Endothelium modulates vasoconstrictor response to prostaglandin I2 in rat mesenteric resistance arteries: interaction between EP1 and TP receptors

Background and purpose:

Prostacyclin (PGI₂) is usually described as an endothelium-derived vasodilator, but it can also induce vasoconstriction. We studied the vasomotor responses to PGI₂ in resistance arteries and the role of thromboxane (TP) and prostaglandin E₂ (EP) receptors in this effect.

Experimental approach:

Mesenteric resistance arteries were obtained from Sprague-Dawley rats. Vasomotion to PGI₂ was studied in segments of these arteries with and without endothelium and in presence of the nitric oxide (NO) synthase inhibitor N^G-nitro-L-arginine methyl ester (L-NAME), the potassium channel blockers apamin plus charybdotoxin, the non-selective EP receptor antagonist AH6809, the selective TP receptor antagonist SQ29548 or the EP₁ receptor antagonist SC19220. PGI₂-induced NO release was analysed in the absence or presence of SQ29548, AH6809 or SC19220.

Key results:

PGI₂ caused contractions in arterial segments that were increased by endothelium removal, L-NAME or L-NAME plus apamin plus charybdotoxin and abolished by SQ29548. In segments with endothelium, AH6809 or SC19220 almost abolished the contractions to PGI₂; this effect was prevented by L-NAME, L-NAME plus apamin plus charybdotoxin or by endothelium removal. PGI₂ induced NO release that was inhibited by the prostacyclin receptor (IP receptor) antagonist, RO1138452, and increased by SQ29548, SC19220 and AH6809. The increase in NO release induced by these separate drugs was inhibited by RO1138452.
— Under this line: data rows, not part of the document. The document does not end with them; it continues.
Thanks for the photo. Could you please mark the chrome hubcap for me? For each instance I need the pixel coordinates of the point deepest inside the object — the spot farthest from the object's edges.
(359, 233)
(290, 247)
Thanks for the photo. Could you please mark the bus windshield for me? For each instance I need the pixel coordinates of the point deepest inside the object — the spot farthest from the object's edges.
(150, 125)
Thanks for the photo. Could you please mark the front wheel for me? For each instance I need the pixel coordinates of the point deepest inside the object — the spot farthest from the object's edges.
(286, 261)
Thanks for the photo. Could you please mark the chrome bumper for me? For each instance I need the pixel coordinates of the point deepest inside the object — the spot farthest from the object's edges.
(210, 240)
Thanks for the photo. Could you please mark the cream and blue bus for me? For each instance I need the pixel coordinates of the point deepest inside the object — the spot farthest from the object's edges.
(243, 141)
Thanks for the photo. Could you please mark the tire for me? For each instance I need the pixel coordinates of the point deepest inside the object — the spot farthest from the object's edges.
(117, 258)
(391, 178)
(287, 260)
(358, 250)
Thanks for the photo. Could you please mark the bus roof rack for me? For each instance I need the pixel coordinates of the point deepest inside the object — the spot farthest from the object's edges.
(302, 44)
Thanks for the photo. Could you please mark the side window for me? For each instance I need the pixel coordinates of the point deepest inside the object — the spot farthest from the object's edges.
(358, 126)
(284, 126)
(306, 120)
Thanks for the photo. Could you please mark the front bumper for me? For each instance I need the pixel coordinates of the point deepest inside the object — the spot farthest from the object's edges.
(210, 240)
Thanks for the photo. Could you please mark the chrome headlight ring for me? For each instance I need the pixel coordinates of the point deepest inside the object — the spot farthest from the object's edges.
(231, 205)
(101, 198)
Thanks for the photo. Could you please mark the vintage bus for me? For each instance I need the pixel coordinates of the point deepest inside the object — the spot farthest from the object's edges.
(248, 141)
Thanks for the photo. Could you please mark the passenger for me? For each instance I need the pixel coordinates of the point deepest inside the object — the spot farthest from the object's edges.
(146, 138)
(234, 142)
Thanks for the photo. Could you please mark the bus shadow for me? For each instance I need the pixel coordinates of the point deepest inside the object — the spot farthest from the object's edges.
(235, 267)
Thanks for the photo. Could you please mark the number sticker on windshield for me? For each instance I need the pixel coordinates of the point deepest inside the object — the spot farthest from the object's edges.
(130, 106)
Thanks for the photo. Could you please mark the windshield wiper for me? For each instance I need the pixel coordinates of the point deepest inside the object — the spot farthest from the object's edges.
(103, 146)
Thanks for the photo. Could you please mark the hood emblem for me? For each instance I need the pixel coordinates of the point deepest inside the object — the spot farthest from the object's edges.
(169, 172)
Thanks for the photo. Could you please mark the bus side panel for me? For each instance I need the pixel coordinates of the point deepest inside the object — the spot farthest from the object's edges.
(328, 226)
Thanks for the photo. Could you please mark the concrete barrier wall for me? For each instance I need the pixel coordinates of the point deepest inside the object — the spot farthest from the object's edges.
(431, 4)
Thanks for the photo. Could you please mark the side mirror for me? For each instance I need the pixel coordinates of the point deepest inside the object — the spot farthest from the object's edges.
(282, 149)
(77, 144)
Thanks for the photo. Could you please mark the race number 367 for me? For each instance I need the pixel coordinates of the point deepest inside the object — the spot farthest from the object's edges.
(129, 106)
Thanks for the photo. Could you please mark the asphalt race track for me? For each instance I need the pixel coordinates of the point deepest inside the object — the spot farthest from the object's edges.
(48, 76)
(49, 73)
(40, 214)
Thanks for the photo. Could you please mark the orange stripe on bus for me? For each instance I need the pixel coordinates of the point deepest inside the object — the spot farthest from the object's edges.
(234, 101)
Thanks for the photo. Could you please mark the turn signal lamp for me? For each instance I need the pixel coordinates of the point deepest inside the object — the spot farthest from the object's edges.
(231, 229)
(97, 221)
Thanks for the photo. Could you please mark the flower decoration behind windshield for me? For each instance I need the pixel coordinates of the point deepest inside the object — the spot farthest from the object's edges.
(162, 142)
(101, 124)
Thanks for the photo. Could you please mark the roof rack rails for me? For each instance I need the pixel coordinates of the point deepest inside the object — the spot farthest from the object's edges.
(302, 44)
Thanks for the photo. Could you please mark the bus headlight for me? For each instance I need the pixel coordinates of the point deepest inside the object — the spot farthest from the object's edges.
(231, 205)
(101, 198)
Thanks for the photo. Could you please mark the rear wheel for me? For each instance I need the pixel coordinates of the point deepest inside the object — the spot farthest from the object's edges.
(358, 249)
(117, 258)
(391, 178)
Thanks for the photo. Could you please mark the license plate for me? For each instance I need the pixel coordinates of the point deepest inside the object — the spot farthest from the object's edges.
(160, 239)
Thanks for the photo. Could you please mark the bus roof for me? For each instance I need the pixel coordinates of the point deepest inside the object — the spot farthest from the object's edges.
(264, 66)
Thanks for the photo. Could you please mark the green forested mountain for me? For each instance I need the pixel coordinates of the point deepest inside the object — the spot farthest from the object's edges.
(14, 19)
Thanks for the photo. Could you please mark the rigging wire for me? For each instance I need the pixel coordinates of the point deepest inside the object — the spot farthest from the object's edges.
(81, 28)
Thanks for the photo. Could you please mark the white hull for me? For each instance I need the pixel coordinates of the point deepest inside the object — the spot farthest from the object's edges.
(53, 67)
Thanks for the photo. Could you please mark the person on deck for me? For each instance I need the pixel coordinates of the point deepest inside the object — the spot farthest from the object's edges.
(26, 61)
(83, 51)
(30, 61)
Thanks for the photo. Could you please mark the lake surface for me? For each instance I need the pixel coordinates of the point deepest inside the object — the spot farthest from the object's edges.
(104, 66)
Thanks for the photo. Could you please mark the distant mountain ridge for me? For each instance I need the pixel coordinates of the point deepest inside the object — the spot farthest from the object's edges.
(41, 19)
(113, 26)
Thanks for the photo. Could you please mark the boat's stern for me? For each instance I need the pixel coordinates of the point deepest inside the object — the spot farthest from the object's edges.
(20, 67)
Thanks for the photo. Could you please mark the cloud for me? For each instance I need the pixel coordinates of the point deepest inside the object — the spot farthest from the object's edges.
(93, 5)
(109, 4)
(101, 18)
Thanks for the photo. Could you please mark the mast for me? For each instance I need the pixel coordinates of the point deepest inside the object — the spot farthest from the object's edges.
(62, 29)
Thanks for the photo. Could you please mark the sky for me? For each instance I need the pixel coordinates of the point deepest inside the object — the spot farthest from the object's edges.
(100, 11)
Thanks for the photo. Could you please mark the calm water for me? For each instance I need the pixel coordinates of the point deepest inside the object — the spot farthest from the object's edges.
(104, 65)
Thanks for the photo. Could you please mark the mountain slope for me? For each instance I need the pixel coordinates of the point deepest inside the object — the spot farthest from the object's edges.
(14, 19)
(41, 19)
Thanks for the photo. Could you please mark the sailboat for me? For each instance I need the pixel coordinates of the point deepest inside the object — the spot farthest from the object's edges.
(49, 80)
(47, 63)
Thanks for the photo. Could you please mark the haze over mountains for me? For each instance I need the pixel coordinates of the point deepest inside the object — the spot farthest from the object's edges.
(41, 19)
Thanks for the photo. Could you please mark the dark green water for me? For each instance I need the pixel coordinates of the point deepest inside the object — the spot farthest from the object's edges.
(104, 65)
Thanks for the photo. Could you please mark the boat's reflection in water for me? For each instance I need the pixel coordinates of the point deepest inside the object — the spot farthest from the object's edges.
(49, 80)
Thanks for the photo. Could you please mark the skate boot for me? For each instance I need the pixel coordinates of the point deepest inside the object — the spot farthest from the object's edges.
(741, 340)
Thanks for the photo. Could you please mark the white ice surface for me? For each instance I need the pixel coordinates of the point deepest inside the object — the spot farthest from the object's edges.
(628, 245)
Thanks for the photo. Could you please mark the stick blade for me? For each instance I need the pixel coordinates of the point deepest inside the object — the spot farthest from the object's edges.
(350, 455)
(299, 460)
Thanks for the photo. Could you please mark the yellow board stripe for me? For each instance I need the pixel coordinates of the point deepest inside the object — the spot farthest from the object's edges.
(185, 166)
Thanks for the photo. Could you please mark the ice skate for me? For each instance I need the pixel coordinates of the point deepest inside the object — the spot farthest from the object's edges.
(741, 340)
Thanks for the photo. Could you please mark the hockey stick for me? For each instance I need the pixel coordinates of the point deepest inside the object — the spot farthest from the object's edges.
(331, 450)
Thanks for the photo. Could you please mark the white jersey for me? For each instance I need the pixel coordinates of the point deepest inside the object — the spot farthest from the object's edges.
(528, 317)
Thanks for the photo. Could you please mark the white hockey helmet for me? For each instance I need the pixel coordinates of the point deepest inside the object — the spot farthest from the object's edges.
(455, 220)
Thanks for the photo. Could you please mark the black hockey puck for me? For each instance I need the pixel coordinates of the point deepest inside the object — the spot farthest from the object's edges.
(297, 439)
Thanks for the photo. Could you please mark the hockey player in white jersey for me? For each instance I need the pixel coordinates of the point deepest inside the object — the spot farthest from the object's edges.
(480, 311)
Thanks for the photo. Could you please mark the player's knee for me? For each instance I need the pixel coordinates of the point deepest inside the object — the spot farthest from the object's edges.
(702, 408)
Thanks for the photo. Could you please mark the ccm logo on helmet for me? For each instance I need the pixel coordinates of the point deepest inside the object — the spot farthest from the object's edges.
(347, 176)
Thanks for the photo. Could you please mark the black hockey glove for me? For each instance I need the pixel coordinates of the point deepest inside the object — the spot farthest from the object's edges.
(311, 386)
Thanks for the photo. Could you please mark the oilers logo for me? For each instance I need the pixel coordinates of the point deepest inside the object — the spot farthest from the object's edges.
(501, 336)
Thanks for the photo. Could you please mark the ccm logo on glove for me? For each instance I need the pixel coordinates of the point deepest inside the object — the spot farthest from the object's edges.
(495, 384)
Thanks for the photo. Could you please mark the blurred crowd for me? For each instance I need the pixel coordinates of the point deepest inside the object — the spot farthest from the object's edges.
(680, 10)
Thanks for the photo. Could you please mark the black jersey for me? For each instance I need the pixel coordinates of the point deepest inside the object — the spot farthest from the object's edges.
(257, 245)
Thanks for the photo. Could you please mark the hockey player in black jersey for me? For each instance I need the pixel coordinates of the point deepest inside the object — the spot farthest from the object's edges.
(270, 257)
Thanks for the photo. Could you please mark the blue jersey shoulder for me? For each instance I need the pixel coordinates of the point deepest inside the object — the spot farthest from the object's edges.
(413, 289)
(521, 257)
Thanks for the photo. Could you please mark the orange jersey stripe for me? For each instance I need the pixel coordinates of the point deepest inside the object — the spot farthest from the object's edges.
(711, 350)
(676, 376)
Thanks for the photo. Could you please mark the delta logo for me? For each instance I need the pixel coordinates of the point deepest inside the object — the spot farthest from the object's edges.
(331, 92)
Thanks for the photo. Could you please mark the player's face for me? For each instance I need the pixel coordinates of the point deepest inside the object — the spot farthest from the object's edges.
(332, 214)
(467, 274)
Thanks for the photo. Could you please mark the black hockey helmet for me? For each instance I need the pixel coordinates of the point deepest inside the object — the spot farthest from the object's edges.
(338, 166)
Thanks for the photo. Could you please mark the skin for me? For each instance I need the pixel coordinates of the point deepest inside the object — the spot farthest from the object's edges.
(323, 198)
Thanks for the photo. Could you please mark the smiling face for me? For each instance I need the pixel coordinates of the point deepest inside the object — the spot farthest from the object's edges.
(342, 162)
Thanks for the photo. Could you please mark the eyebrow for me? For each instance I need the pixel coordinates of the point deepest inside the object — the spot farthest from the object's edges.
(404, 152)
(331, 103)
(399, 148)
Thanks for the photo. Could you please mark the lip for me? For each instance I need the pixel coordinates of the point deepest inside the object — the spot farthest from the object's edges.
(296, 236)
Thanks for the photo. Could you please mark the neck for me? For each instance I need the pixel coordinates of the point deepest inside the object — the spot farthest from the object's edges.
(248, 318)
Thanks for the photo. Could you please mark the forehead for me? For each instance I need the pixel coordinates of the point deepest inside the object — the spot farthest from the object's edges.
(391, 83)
Conclusions and implications:

PGI₂ activated the TP receptor in mesenteric resistance arteries and produced vasoconstriction, which the endothelium modulated through TP and EP₁ receptors. PGI₂ also released endothelium-derived hyperpolarizing factor and, through IP receptor activation, induced NO release, which in turn, was antagonized by TP and EP₁ receptor activation.